Turkey’s foreign minister will travel to Cairo on Saturday in a further sign of thawing relations a decade after diplomatic links were cut by the overthrow of Egypt’s then president and Ankara’s ally Mohamed Mursi.
The visit by Mevlut Cavusoglu will be the first time Turkey has sent its top diplomat there since Egypt’s army chief, now president, Abdel Fattah al-Sisi led the ousting of Mursi in July 2013.
It comes two weeks after Cavusoglu’s Egyptian counterpart, Sameh Shourky, visited Turkey to show solidarity after the massive earthquakes that killed more than 50,000 people in Turkey and Syria.
“All aspects of our bilateral relations will be discussed, and views will be exchanged on regional and international issues,” Turkey’s foreign ministry said.
The visit “inaugurates a path for restoring normal relationships between the two countries,” Egypt’s foreign ministry said in a simultaneous statement.
The visit would launch a “deep dialogue” aiming to reach “a mutual understanding that achieves both countries’ interests,” the Egyptian ministry’s spokesperson added.
Mursi, a senior figure in the Muslim Brotherhood who died in 2019, was supported by Turkish President Tayyip Erdogan and his Islamist-rooted AK Party.
There have been signs of a growing rapprochement between Turkey and Egypt in recent months.
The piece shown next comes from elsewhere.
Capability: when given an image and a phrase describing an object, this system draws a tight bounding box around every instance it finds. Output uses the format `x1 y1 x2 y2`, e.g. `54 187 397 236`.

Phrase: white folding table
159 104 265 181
Sisi and Erdogan shook hands during the 2022 World Cup in Qatar.
In the wake of the deadly earthquakes last month, Sisi and Erdogan spoke on the phone, and Egypt’s Shoukry visited Turkey on Feb. 27, marking another first in a decade.
After visiting earthquake-hit areas, Turkey’s Cavusoglu said he could visit Egypt soon, and that Erdogan and Sisi could meet “either in Turkey or Egypt” after that.
In another sign of normalisation, Cavusoglu said in November that Turkey could re-appoint its ambassador to Cairo “in coming months”.